Bedau, Tillmann; Heydt, Carina; Siebolts, Udo; Zander, Thomas; Kraemer, Max; Loeser, Heike; Buettner, Reinhard; Quaas, Alexander.
Afiliação
  • Bedau T; Department of Pathology, University Hospital Cologne, Cologne, Germany. tillmann.bedau@uk-koeln.de.
  • Heydt C; Department of Pathology, University Hospital Cologne, Cologne, Germany.
  • Siebolts U; Department of Pathology, University Hospital Cologne, Cologne, Germany.
  • Zander T; Department I of Internal Medicine, Center for Integrated Oncology (CIO), University of Cologne, Cologne, Germany.

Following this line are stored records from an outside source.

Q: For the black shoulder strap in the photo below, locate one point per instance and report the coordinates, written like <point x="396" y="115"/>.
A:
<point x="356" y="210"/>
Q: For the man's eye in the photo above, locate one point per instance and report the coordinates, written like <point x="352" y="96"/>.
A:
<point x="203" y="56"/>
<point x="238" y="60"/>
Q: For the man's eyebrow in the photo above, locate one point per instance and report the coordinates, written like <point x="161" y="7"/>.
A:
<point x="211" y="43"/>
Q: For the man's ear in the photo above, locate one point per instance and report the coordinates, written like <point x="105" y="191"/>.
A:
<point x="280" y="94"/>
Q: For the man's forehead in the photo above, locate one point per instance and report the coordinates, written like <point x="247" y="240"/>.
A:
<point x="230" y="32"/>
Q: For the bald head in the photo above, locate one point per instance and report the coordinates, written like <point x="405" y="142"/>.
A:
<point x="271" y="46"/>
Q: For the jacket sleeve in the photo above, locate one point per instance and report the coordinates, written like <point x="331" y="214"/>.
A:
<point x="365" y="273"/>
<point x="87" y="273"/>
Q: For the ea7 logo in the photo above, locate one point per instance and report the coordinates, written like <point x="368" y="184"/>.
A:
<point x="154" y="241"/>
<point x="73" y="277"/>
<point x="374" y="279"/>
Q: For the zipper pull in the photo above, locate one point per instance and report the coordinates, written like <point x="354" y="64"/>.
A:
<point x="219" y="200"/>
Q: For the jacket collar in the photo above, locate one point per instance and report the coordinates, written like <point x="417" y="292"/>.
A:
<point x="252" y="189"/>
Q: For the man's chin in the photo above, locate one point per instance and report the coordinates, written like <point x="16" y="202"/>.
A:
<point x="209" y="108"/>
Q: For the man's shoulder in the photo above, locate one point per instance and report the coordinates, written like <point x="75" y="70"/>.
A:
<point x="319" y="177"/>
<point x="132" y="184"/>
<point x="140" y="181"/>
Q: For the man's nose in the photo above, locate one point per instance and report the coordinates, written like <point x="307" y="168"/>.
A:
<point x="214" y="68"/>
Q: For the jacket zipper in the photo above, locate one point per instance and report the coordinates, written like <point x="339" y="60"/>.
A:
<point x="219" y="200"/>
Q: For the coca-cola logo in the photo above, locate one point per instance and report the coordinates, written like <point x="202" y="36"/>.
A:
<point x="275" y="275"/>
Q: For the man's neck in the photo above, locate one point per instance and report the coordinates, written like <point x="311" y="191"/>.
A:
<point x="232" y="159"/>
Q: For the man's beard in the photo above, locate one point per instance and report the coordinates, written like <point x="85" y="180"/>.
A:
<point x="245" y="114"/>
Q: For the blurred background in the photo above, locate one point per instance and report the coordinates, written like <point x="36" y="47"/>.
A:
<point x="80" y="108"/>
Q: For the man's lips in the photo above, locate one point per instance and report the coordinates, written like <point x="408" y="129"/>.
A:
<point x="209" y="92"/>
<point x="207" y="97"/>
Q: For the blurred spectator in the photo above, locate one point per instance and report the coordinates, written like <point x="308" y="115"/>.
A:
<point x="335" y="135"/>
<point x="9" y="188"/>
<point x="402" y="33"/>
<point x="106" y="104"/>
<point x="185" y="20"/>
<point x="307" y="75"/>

  • Kraemer M; Department I of Internal Medicine, Center for Integrated Oncology (CIO), University of Cologne, Cologne, Germany.

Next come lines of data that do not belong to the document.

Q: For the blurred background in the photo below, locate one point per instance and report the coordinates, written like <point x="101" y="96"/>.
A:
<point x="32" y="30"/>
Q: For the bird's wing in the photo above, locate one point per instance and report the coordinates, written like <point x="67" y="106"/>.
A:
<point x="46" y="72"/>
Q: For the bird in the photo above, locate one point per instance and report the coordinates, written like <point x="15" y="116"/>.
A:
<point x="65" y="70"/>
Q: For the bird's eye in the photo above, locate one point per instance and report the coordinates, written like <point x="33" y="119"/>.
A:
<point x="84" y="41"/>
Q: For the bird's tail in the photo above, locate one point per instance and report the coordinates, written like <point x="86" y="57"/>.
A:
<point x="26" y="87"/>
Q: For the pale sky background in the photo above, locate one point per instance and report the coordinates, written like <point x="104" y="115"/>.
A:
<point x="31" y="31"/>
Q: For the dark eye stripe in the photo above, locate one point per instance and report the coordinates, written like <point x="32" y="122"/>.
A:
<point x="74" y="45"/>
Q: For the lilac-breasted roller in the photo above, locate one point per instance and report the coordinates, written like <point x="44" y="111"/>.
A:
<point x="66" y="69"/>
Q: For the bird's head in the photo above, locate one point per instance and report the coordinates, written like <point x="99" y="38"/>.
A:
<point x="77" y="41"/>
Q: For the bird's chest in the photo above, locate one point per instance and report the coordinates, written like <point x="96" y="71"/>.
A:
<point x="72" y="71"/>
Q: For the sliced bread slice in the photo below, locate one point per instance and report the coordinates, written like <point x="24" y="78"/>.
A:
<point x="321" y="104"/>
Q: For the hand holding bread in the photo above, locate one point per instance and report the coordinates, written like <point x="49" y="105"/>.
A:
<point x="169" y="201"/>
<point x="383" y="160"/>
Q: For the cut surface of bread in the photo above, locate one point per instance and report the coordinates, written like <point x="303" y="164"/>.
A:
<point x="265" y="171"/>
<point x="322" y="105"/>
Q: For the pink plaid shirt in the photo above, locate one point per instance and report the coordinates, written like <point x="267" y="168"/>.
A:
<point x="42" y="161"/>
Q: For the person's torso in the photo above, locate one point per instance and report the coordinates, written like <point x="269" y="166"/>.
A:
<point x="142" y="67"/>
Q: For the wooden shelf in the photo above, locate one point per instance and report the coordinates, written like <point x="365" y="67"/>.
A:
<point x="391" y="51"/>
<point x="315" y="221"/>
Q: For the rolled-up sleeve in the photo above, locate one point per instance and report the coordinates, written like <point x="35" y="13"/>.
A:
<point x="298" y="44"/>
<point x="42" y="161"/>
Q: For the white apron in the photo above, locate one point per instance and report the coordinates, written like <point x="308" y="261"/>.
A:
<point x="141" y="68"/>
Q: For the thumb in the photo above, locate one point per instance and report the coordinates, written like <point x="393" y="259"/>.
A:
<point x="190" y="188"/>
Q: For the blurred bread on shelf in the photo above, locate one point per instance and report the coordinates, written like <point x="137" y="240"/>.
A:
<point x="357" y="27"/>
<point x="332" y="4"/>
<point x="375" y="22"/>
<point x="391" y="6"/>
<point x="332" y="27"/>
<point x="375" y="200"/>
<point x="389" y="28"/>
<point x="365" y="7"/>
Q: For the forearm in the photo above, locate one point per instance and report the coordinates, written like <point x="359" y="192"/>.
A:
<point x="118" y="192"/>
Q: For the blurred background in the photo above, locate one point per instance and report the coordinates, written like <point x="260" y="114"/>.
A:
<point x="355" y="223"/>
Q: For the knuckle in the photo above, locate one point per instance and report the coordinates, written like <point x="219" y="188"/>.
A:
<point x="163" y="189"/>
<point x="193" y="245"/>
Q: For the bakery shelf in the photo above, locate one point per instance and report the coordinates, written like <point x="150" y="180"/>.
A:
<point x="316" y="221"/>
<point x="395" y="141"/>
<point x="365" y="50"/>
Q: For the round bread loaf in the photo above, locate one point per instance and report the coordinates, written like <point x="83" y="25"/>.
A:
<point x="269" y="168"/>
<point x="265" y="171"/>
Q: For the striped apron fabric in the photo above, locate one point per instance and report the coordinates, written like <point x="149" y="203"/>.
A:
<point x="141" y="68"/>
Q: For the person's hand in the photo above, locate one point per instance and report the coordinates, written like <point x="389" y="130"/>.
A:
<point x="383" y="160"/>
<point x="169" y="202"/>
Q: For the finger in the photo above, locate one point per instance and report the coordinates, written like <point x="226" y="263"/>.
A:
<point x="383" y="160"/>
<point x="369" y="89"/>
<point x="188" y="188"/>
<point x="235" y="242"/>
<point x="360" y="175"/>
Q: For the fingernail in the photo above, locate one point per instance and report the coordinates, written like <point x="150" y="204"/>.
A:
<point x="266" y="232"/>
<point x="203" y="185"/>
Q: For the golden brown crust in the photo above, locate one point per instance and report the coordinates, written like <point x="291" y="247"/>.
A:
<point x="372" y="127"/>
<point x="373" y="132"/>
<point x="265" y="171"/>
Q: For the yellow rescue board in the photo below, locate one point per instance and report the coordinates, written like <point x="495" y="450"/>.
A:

  • Loeser H; Institut für Pathologie Köln-Deutz, Cologne, Germany.
  • Buettner R; Department of Pathology, University Hospital Cologne, Cologne, Germany.

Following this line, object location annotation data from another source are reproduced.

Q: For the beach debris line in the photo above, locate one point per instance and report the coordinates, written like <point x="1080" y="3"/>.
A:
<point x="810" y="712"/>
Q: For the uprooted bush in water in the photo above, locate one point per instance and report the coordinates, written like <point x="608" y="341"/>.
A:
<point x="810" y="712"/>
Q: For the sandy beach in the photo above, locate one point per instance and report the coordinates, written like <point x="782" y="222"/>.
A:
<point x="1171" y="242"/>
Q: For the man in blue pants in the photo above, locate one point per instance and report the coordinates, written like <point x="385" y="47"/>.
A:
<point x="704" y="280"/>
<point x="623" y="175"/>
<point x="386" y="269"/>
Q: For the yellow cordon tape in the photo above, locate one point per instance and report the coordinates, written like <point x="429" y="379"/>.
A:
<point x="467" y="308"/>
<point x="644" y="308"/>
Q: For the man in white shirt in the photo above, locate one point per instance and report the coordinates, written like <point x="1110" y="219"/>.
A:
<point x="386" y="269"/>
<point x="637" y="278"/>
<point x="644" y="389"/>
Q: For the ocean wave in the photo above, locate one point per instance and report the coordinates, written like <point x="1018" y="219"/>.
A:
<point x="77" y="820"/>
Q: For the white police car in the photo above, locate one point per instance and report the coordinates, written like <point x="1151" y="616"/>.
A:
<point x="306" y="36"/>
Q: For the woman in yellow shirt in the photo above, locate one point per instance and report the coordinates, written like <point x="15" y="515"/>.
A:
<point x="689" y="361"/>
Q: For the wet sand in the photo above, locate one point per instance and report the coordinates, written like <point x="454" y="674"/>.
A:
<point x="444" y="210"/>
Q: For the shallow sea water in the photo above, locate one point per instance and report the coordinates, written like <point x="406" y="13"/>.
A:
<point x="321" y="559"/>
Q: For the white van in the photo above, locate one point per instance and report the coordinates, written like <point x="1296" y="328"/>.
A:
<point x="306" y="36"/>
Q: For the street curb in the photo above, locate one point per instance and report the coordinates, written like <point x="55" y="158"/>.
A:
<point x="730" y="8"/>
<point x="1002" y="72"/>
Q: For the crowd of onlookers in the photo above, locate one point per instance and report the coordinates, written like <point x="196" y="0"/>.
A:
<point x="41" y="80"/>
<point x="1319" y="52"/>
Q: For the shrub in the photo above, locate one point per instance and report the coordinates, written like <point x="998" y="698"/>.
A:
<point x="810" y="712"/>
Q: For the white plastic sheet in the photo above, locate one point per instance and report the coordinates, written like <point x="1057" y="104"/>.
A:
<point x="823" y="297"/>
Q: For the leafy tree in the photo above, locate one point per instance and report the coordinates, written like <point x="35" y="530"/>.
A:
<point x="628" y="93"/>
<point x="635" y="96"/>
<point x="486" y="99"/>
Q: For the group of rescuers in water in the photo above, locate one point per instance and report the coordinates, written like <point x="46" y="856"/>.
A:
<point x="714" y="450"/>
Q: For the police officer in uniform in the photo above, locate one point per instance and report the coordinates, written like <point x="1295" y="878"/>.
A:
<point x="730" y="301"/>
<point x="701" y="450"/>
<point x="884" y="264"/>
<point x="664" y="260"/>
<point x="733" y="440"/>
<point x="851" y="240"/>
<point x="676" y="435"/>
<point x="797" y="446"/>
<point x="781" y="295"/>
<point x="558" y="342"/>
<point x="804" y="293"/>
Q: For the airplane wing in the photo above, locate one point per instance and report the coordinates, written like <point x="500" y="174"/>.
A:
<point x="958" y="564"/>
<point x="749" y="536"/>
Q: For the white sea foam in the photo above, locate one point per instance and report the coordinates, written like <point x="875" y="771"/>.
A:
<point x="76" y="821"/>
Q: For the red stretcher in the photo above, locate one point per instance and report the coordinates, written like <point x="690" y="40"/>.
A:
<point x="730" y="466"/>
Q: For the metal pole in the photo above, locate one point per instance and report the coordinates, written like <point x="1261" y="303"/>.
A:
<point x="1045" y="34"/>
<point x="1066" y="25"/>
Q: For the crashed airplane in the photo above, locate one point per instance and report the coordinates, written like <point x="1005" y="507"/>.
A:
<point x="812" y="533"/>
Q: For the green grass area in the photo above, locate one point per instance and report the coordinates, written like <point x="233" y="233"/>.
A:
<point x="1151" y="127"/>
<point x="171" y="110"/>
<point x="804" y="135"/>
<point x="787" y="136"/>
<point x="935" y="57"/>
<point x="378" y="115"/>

  • Quaas A; Department of Pathology, University Hospital Cologne, Cologne, Germany.
Diagn Pathol ; 19(1): 55, 2024 Mar 27.
Article em En | MEDLINE | ID: mdl-38539256
ABSTRACT

BACKGROUND:

Colorectal cancer (CRC) frequently involves mutations in the KRAS gene, impacting therapeutic strategies and prognosis. The occurrence of KRAS mutations typically precludes the presence of RET fusions, with current medical literature suggesting a mutual exclusivity between these two genetic alterations. We present a unique case that challenges this notion. CASE PRESENTATION An 85-year-old female with metastatic CRC was found to have a combination of genetic anomalies that is to the best of our knowledge not yet described in the medical literature a KRAS p.G12C mutation, associated with oncogenesis and treatment resistance, and an ANK3RET fusion, an infrequent but targetable mutation in CRC. This molecular profile was uncovered through comprehensive genomic sequencing after the patient experienced metachronous tumor dissemination. The presence of both genetic events complicates the treatment approach.

CONCLUSIONS:

The identification of both a KRAS p.G12C mutation and an ANK3RET fusion in the same CRC patient adds a new layer to the oncogenic landscape and treatment considerations for CRC. It highlights the intricate decision-making required in the era of precision medicine, where targeted therapies must be carefully chosen and potentially combined to combat complex genetic profiles. The case emphasizes the urgency of investigating the clinical effects of concurrent or sequential use of KRAS p.G12C and RET inhibitors to inform future therapeutic guidelines and improve patient outcomes in similar cases.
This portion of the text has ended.